Dès l´arrivée au pouvoir d’Hitler, Alfred Kantorowicz s’exile avec sa compagne Friedel à Paris, fier d’être parmi la première centaine d’opposants expatriés par les nazis et déchus de leur nationalité allemande. A Paris il est co-fondateur du Schutzverband deutscher Schriftsteller im Exil (Fédération des écrivains en exil) et fréquente d’autres émigrants comme Heinrich Mann. Membre de la KPD (Kommunistische Partei Deutschland) iI rejoint, en 1936, avec d’autres volontaires allemands, les Brigades internationales en Espagne et fait connaissance d’Ernest Hemingway qui l’aide financièrement pendant son exil.

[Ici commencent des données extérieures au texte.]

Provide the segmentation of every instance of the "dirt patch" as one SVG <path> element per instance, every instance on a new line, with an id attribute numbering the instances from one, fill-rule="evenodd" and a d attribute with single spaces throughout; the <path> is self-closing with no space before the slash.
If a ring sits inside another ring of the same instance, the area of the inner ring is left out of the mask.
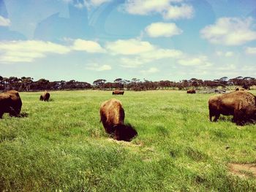
<path id="1" fill-rule="evenodd" d="M 256 178 L 256 164 L 229 164 L 228 167 L 230 172 L 234 175 Z"/>

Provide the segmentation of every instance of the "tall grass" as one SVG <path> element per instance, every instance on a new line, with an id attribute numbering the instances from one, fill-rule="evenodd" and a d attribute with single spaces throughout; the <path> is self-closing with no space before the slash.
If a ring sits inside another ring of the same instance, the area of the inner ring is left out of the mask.
<path id="1" fill-rule="evenodd" d="M 255 91 L 253 93 L 256 93 Z M 256 162 L 256 126 L 208 120 L 209 94 L 184 91 L 21 93 L 26 118 L 0 120 L 0 191 L 255 191 L 229 163 Z M 100 104 L 121 101 L 131 142 L 109 139 Z"/>

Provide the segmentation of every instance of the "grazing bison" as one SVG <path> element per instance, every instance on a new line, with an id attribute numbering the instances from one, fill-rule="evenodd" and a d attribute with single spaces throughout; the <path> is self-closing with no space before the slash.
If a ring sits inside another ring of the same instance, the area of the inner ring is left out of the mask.
<path id="1" fill-rule="evenodd" d="M 187 91 L 187 93 L 190 93 L 190 94 L 195 93 L 195 89 L 189 89 Z"/>
<path id="2" fill-rule="evenodd" d="M 50 98 L 50 93 L 46 91 L 40 96 L 39 100 L 48 101 Z"/>
<path id="3" fill-rule="evenodd" d="M 112 95 L 124 95 L 124 91 L 120 90 L 115 90 L 112 92 Z"/>
<path id="4" fill-rule="evenodd" d="M 112 99 L 100 107 L 100 120 L 105 131 L 115 139 L 129 142 L 138 133 L 129 125 L 124 125 L 124 110 L 120 101 Z"/>
<path id="5" fill-rule="evenodd" d="M 256 120 L 256 97 L 248 92 L 236 91 L 211 96 L 208 100 L 209 118 L 217 121 L 219 115 L 233 115 L 237 125 Z"/>
<path id="6" fill-rule="evenodd" d="M 0 118 L 4 112 L 10 116 L 18 117 L 22 101 L 18 91 L 12 90 L 0 94 Z"/>

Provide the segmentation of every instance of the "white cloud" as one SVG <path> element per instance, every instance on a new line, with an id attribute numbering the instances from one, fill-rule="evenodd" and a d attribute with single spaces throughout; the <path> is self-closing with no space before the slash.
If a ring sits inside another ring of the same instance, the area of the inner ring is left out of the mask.
<path id="1" fill-rule="evenodd" d="M 178 64 L 182 66 L 210 66 L 212 65 L 208 61 L 206 56 L 199 56 L 195 58 L 182 58 L 178 61 Z"/>
<path id="2" fill-rule="evenodd" d="M 150 61 L 162 58 L 180 58 L 184 53 L 181 50 L 155 48 L 151 52 L 143 53 L 140 57 Z"/>
<path id="3" fill-rule="evenodd" d="M 65 3 L 72 4 L 75 7 L 83 9 L 87 7 L 88 9 L 92 7 L 99 7 L 101 4 L 112 1 L 112 0 L 82 0 L 82 1 L 73 1 L 73 0 L 63 0 Z"/>
<path id="4" fill-rule="evenodd" d="M 42 41 L 0 42 L 0 61 L 2 63 L 31 62 L 47 53 L 66 54 L 69 47 Z"/>
<path id="5" fill-rule="evenodd" d="M 106 49 L 110 54 L 125 55 L 120 61 L 127 68 L 136 68 L 158 59 L 180 58 L 184 55 L 180 50 L 161 49 L 148 42 L 135 39 L 108 42 Z"/>
<path id="6" fill-rule="evenodd" d="M 140 72 L 144 74 L 148 74 L 157 73 L 159 71 L 159 70 L 156 67 L 151 67 L 147 70 L 142 70 L 142 71 L 140 71 Z"/>
<path id="7" fill-rule="evenodd" d="M 111 66 L 110 65 L 99 65 L 98 64 L 90 64 L 86 66 L 87 69 L 96 72 L 103 72 L 111 70 Z"/>
<path id="8" fill-rule="evenodd" d="M 246 47 L 245 50 L 246 54 L 256 55 L 256 47 Z"/>
<path id="9" fill-rule="evenodd" d="M 151 51 L 154 47 L 148 42 L 130 39 L 108 42 L 106 48 L 112 54 L 136 55 Z"/>
<path id="10" fill-rule="evenodd" d="M 105 53 L 105 50 L 96 42 L 75 39 L 72 47 L 75 50 L 84 50 L 88 53 Z"/>
<path id="11" fill-rule="evenodd" d="M 106 3 L 106 2 L 110 2 L 112 0 L 91 0 L 91 3 L 94 5 L 94 6 L 99 6 L 102 4 Z"/>
<path id="12" fill-rule="evenodd" d="M 227 52 L 222 52 L 222 51 L 217 51 L 216 52 L 216 55 L 217 55 L 219 57 L 232 57 L 233 55 L 234 55 L 234 53 L 232 51 L 227 51 Z"/>
<path id="13" fill-rule="evenodd" d="M 165 19 L 192 18 L 194 9 L 191 5 L 182 4 L 181 6 L 170 6 L 166 12 L 164 13 Z"/>
<path id="14" fill-rule="evenodd" d="M 147 59 L 143 59 L 140 57 L 135 58 L 121 58 L 121 66 L 124 68 L 137 68 L 149 62 Z"/>
<path id="15" fill-rule="evenodd" d="M 124 10 L 132 15 L 148 15 L 161 14 L 165 19 L 191 18 L 193 7 L 183 0 L 127 0 Z M 173 4 L 183 3 L 180 6 Z"/>
<path id="16" fill-rule="evenodd" d="M 200 33 L 203 38 L 213 44 L 241 45 L 256 39 L 253 21 L 252 18 L 221 18 L 215 24 L 203 28 Z"/>
<path id="17" fill-rule="evenodd" d="M 162 22 L 151 23 L 145 28 L 145 31 L 151 37 L 170 37 L 182 33 L 182 30 L 177 27 L 175 23 Z"/>
<path id="18" fill-rule="evenodd" d="M 4 18 L 0 16 L 0 26 L 10 26 L 11 25 L 11 21 L 10 19 Z"/>

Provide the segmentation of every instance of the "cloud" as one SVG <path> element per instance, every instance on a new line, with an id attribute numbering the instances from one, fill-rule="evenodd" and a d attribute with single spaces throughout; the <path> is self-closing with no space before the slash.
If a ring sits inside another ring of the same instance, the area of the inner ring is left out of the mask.
<path id="1" fill-rule="evenodd" d="M 221 18 L 215 24 L 203 28 L 200 34 L 203 39 L 213 44 L 241 45 L 256 39 L 253 25 L 252 18 Z"/>
<path id="2" fill-rule="evenodd" d="M 223 52 L 223 51 L 217 51 L 216 52 L 216 55 L 217 55 L 219 57 L 232 57 L 233 55 L 234 55 L 234 53 L 233 53 L 232 51 L 227 51 L 227 52 Z"/>
<path id="3" fill-rule="evenodd" d="M 142 71 L 140 71 L 140 72 L 144 74 L 157 73 L 158 72 L 159 72 L 159 70 L 157 68 L 156 68 L 156 67 L 151 67 L 151 68 L 149 68 L 147 70 L 142 70 Z"/>
<path id="4" fill-rule="evenodd" d="M 137 68 L 148 62 L 148 60 L 142 59 L 141 58 L 121 58 L 121 66 L 124 68 Z"/>
<path id="5" fill-rule="evenodd" d="M 10 19 L 4 18 L 0 16 L 0 26 L 10 26 L 11 25 L 11 21 Z"/>
<path id="6" fill-rule="evenodd" d="M 68 47 L 42 41 L 0 42 L 0 61 L 2 63 L 31 62 L 48 53 L 66 54 Z"/>
<path id="7" fill-rule="evenodd" d="M 182 4 L 181 6 L 170 6 L 167 12 L 163 14 L 165 19 L 192 18 L 194 15 L 194 9 L 191 5 Z"/>
<path id="8" fill-rule="evenodd" d="M 91 8 L 92 7 L 99 7 L 101 4 L 112 1 L 112 0 L 63 0 L 65 3 L 72 4 L 75 7 L 83 9 L 86 7 L 88 9 Z"/>
<path id="9" fill-rule="evenodd" d="M 112 0 L 91 0 L 91 4 L 94 6 L 99 6 L 102 4 L 106 3 L 106 2 L 110 2 Z"/>
<path id="10" fill-rule="evenodd" d="M 105 50 L 96 42 L 75 39 L 72 47 L 75 50 L 84 50 L 88 53 L 105 53 Z"/>
<path id="11" fill-rule="evenodd" d="M 136 55 L 151 51 L 154 47 L 148 42 L 130 39 L 108 42 L 106 48 L 112 54 Z"/>
<path id="12" fill-rule="evenodd" d="M 123 56 L 120 59 L 121 66 L 126 68 L 136 68 L 158 59 L 180 58 L 184 55 L 180 50 L 159 48 L 148 42 L 135 39 L 108 42 L 105 47 L 108 53 Z"/>
<path id="13" fill-rule="evenodd" d="M 212 65 L 212 64 L 208 61 L 208 58 L 204 55 L 195 58 L 182 58 L 178 61 L 178 64 L 182 66 L 210 66 Z"/>
<path id="14" fill-rule="evenodd" d="M 245 53 L 246 54 L 256 55 L 256 47 L 246 47 Z"/>
<path id="15" fill-rule="evenodd" d="M 111 66 L 110 65 L 99 65 L 98 64 L 90 64 L 86 66 L 87 69 L 96 72 L 103 72 L 111 70 Z"/>
<path id="16" fill-rule="evenodd" d="M 124 11 L 132 15 L 148 15 L 159 13 L 165 19 L 191 18 L 194 9 L 183 0 L 128 0 L 124 4 Z M 173 4 L 181 5 L 173 5 Z"/>
<path id="17" fill-rule="evenodd" d="M 162 22 L 151 23 L 145 28 L 145 31 L 151 37 L 170 37 L 182 33 L 182 30 L 175 23 Z"/>

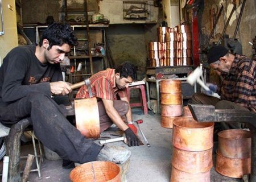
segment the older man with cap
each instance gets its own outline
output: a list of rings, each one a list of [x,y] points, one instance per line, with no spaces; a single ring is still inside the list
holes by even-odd
[[[256,113],[256,61],[245,56],[233,55],[221,46],[211,48],[207,58],[210,67],[222,78],[221,84],[207,83],[210,91],[205,94],[195,93],[192,102],[212,105],[216,109],[238,109]],[[221,98],[210,96],[212,92],[220,94]]]

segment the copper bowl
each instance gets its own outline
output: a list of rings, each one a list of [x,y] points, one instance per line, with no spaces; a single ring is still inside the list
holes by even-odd
[[[174,79],[165,79],[160,82],[160,93],[181,93],[181,81]]]
[[[229,158],[246,159],[251,156],[251,134],[243,130],[226,130],[218,133],[218,152]]]
[[[174,121],[172,145],[179,149],[201,151],[213,146],[213,122],[198,122],[192,117],[183,117]]]
[[[108,161],[94,161],[76,167],[71,171],[69,177],[73,182],[120,182],[120,174],[118,165]]]
[[[172,122],[174,119],[179,117],[167,117],[161,115],[161,126],[163,127],[172,128]]]
[[[203,151],[188,151],[174,147],[172,164],[176,169],[186,172],[208,171],[213,166],[212,148]]]
[[[181,116],[182,105],[161,104],[161,115],[167,117]]]
[[[188,173],[172,167],[171,182],[210,182],[210,171],[201,173]]]
[[[215,170],[222,175],[242,178],[244,175],[251,172],[251,158],[234,159],[224,157],[216,152]]]

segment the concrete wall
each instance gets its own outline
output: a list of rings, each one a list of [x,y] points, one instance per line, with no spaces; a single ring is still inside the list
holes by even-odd
[[[18,46],[16,9],[14,0],[2,1],[5,34],[0,36],[0,64],[6,54],[14,47]],[[13,10],[8,8],[13,7]]]

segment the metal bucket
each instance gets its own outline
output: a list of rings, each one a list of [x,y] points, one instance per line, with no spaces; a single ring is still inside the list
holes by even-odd
[[[196,122],[192,117],[183,117],[174,121],[172,144],[179,149],[201,151],[213,146],[214,123]]]
[[[188,151],[173,147],[172,166],[188,173],[208,171],[213,167],[212,148],[203,151]]]
[[[241,178],[251,172],[251,158],[229,158],[216,152],[216,167],[215,169],[222,175]]]
[[[171,182],[210,182],[210,171],[192,173],[179,171],[172,166]]]
[[[75,168],[69,175],[73,182],[120,182],[120,167],[107,161],[95,161]]]
[[[179,118],[179,117],[167,117],[161,115],[161,126],[163,127],[167,127],[169,129],[172,128],[172,123],[174,119]]]
[[[251,156],[251,134],[243,130],[226,130],[218,133],[218,152],[230,158]]]
[[[161,115],[168,117],[181,116],[182,105],[161,104]]]

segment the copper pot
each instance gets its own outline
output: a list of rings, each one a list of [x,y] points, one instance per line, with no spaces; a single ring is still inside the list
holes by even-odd
[[[192,116],[191,111],[190,111],[189,108],[188,108],[188,106],[183,107],[183,116]]]
[[[188,151],[174,147],[172,164],[176,169],[186,172],[208,171],[213,166],[212,148],[203,151]]]
[[[182,105],[161,104],[161,115],[167,117],[180,116],[182,115]]]
[[[181,93],[181,81],[179,80],[165,79],[160,82],[160,93]]]
[[[224,157],[216,152],[215,169],[222,175],[242,178],[244,175],[251,172],[251,158],[234,159]]]
[[[172,167],[171,182],[210,182],[210,171],[201,173],[188,173]]]
[[[167,117],[161,115],[161,126],[163,127],[172,128],[172,122],[179,117]]]
[[[214,123],[198,122],[192,117],[183,117],[174,121],[172,144],[179,149],[201,151],[213,146]]]
[[[243,130],[226,130],[218,133],[218,152],[230,158],[246,159],[251,156],[251,134]]]
[[[151,42],[149,43],[150,51],[157,51],[158,49],[158,42]]]

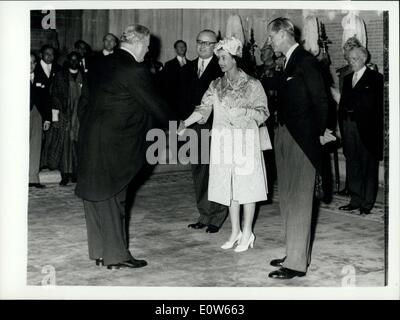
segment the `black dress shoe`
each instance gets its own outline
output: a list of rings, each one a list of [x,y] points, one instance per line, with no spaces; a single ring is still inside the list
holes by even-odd
[[[127,261],[123,261],[120,263],[116,264],[109,264],[107,266],[107,269],[109,270],[117,270],[117,269],[122,269],[122,268],[142,268],[144,266],[147,266],[147,262],[145,260],[137,260],[135,258],[131,258]]]
[[[96,266],[104,267],[104,260],[103,258],[96,259]]]
[[[283,267],[283,262],[286,260],[286,257],[283,257],[282,259],[274,259],[271,260],[269,263],[273,267]]]
[[[201,222],[191,223],[188,225],[188,228],[192,229],[203,229],[204,227],[206,227],[206,225]]]
[[[360,214],[371,214],[371,210],[360,208]]]
[[[338,191],[337,194],[339,196],[349,197],[350,196],[350,191],[349,191],[349,189],[344,188],[344,189]]]
[[[341,211],[354,211],[359,209],[359,207],[353,206],[351,204],[346,204],[345,206],[339,207],[339,210]]]
[[[206,229],[207,233],[216,233],[218,231],[219,231],[219,227],[214,226],[213,224],[209,224],[207,229]]]
[[[46,188],[46,186],[41,183],[29,183],[29,187],[34,187],[34,188],[38,188],[38,189]]]
[[[292,279],[294,277],[304,277],[306,275],[305,272],[302,271],[296,271],[296,270],[292,270],[292,269],[288,269],[285,267],[282,267],[278,270],[272,271],[268,277],[272,278],[272,279],[281,279],[281,280],[285,280],[285,279]]]

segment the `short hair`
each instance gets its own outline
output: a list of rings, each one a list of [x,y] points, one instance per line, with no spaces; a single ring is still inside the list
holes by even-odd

En 1938 il retourne à Paris. Grâce à Thomas Mann il est soutenu comme d’autres émigrés par l’association d’écrivains américains. Friedel travaille comme secrétaire et améliore ainsi le quotidien du couple. La vie étant moins coûteuse dans le Midi de la France, ils envisagent de s’installer soit au Lavandou, où séjournent déjà quelques émigrants autrichiens, soit à Sanary où résident leurs amis Lion Feuchtwanger, Franz et Alma Mahler-Werfel et d’autres intellectuels, ils y ont séjourné quelques semaines en été. Mais finalement c’est dans le vieux village de Bormes-les-Mimosas dans une petite maison en dessous du château-fort qu’ils vont s’installer. Ils s’y trouvent toujours quand la Seconde Guerre mondiale éclate et que le 8 septembre 1939 est décrété que tout homme d’origine allemande et autrichienne entre dix-huit et cinquante ans doit se présenter au Camp de Rassemblement à Toulon. Dans ce baraquement au Mourillon, Kantorowicz apprend à connaître et apprécier le peintre Anton Räderscheidt, voisin de Feuchtwanger à Sanary. Le 15 septembre le groupe est transféré par train, dans le camp des Milles à Aix-en-Provence où Kantorowicz retrouve son ami Feuchtwanger et d’autres vieilles connaissances. Ce premier internement est d´une courte durée, il et se termine le 23 septembre 1939.

Le deuxième internement au camp des Milles a lieu le 21 mai 1940 après l’entrée de la Wehrmacht en France et cette fois-ci, les femmes ne sont pas épargnées. Elles sont envoyées au camp de Gurs dans les Pyrénées, les conditions de leur internement sont catastrophiques. La situation devenant de plus en plus difficile pour les ressortissants d’un pays ennemi, Kantorowicz saisit la première occasion de s’évader. Lors d’un transfert en train vers un autre camp, il saute du wagon en marche. Après une odyssée périlleuse, Kantorowicz reste temporairement à Marseille et peut enfin épouser Friedel le 16 novembre 1940. Ils se retrouvent ensuite un mois plus tard dans la villa des Feuchtwanger à Sanary, qui ont déjà émigré aux États-Unis.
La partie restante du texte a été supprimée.